Bien que la gravure de Shakespeare, le fameux Portrait Droeshout, soit son œuvre datée la plus ancienne, on peut penser qu'il était déjà un graveur établi ; il semblerait qu'il ait en effet notamment réalisé The Spiritual Warfare[10]. Il a produit au moins vingt-quatre gravures à Londres entre 1623 et 1632. Parmi elles des portraits et des travaux plus allégoriques, dont le plus élaboré est Doctor Panurgus, une adaptation d'une gravure de Matthaeus Greuter.

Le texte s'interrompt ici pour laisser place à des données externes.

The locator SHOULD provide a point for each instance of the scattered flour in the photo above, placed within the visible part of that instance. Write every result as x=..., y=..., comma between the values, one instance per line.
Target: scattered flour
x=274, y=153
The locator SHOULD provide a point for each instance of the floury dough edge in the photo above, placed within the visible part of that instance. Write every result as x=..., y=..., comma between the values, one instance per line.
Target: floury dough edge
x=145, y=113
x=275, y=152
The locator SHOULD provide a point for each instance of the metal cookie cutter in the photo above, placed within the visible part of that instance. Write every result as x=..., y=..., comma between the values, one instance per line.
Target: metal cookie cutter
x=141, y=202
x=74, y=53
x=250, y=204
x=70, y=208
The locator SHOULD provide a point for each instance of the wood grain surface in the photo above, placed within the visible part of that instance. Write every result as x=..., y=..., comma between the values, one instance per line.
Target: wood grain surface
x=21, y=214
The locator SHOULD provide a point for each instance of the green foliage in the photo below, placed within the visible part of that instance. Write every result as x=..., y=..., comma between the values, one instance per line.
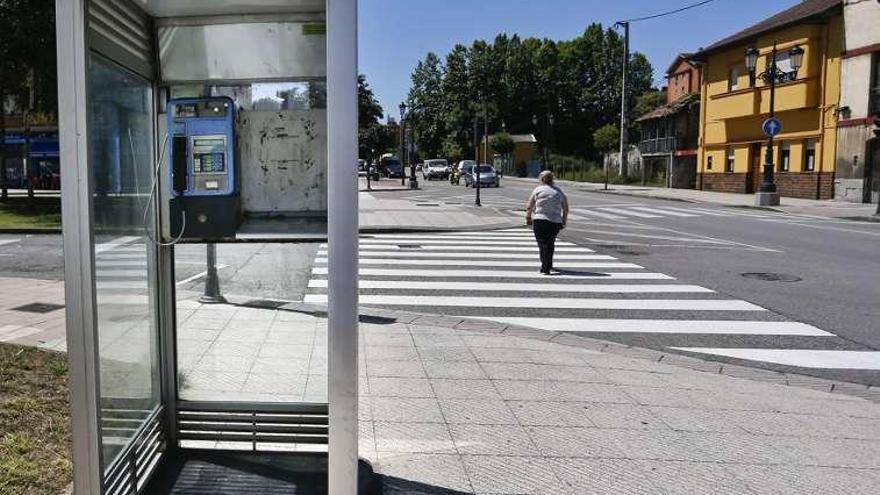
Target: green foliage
x=372, y=134
x=525, y=84
x=606, y=138
x=502, y=143
x=649, y=101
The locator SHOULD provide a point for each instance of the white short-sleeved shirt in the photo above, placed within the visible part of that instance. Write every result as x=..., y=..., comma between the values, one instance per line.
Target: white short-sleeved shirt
x=548, y=203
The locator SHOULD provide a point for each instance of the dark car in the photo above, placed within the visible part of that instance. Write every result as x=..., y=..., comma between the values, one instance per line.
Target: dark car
x=392, y=169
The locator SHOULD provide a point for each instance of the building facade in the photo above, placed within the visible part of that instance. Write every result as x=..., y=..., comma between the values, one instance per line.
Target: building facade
x=734, y=104
x=858, y=147
x=669, y=134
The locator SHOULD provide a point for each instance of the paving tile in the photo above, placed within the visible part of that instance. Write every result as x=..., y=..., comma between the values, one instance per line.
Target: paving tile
x=550, y=413
x=497, y=474
x=391, y=353
x=492, y=440
x=800, y=480
x=460, y=370
x=627, y=416
x=400, y=387
x=406, y=409
x=528, y=371
x=445, y=388
x=388, y=340
x=413, y=438
x=396, y=369
x=410, y=473
x=557, y=441
x=448, y=354
x=604, y=476
x=469, y=411
x=685, y=419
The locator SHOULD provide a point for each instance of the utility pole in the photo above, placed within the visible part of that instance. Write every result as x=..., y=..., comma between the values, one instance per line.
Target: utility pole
x=623, y=103
x=4, y=191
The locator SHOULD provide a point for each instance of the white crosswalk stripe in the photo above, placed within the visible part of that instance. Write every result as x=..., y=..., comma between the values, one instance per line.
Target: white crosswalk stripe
x=494, y=276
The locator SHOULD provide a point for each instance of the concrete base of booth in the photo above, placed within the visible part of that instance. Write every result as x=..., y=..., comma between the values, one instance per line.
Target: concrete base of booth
x=241, y=473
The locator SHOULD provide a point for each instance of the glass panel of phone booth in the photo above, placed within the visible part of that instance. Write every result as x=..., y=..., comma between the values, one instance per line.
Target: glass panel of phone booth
x=122, y=157
x=273, y=74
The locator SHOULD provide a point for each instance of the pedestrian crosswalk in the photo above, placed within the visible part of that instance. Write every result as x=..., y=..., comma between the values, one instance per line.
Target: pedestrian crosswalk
x=494, y=276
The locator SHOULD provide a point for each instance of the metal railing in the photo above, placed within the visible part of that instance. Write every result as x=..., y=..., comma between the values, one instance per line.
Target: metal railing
x=658, y=145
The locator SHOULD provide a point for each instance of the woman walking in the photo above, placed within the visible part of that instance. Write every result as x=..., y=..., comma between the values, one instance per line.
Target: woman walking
x=547, y=212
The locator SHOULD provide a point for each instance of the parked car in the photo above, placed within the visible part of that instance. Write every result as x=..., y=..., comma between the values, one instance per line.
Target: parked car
x=463, y=168
x=392, y=168
x=488, y=177
x=435, y=169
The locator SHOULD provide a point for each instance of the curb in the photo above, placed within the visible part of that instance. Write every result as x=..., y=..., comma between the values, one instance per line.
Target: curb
x=4, y=230
x=681, y=360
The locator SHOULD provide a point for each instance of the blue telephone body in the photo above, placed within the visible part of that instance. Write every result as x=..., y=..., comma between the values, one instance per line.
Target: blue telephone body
x=204, y=181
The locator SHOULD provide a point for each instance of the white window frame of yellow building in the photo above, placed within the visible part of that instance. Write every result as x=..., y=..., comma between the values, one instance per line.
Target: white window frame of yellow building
x=730, y=160
x=733, y=78
x=785, y=156
x=809, y=153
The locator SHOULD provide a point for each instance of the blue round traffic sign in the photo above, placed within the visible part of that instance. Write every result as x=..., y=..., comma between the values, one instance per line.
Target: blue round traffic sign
x=772, y=127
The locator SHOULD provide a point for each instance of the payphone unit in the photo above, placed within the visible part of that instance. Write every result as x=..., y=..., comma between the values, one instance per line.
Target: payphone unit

Entre 1632 et 1635, Droeshout émigre en Espagne, s'installant à Madrid. Il y a signé plusieurs gravures entre 1635 et 1640. L'historien de l'art Christian Schuckman pense que le départ de Droeshout en Espagne est probablement dû — ou a mené — à sa conversion au catholicisme : beaucoup de ses œuvres espagnoles représentent des saints catholiques et utilisent le symbolisme catholique[11]. Des documents indiquent que son homonyme Martin Droeshout « l'Ancien » est resté à Londres et était pour sa part un fidèle membre de la communauté protestante néerlandaise de Londres toute sa vie[11]. Il anglicise son nom en « Droeswoode » (hout signifiant « bois » — wood en anglais). En 1635, il signe « MRtin DRoswood sculpsit » le portrait à mi-corps de Jean d'Avila publié dans la biographie que lui a consacré Luis Muñoz, Vida y virtudes del venerable varón el P. Maestro Iuan de Ávila. La même année, il grave les armoiries de Gaspar de Guzmán, comte d'Olivares, signées « MARtin Droeswood sculpsit » et publiées comme frontispice du Tractatus absolutissimus de triplis, seu eorum poena d'Antonio Cabreros Avendaño[12]. Christian Schukman, qui a identifié Martin Droeswoode comme étant Martin Droeshout en comparant les signatures du Premier Folio avec celles des gravures espagnoles comme celle du portrait de Francisco de la Peña, pense que le déménagement en Espagne peut s'expliquer par la conversion de Droeshout au catholicisme, qui lui aurait permis d'obtenir — en partie pour son éloignement d'avec une origine néerlandaise semble-t-il mal perçue en Espagne — de la cour de Philippe IV la couverture chalcographique de Novissimus librorum prohibitorum et expurgandorum index (Madrid, 1640), avec une allégorie du Tribunal de l'Inquisition[13].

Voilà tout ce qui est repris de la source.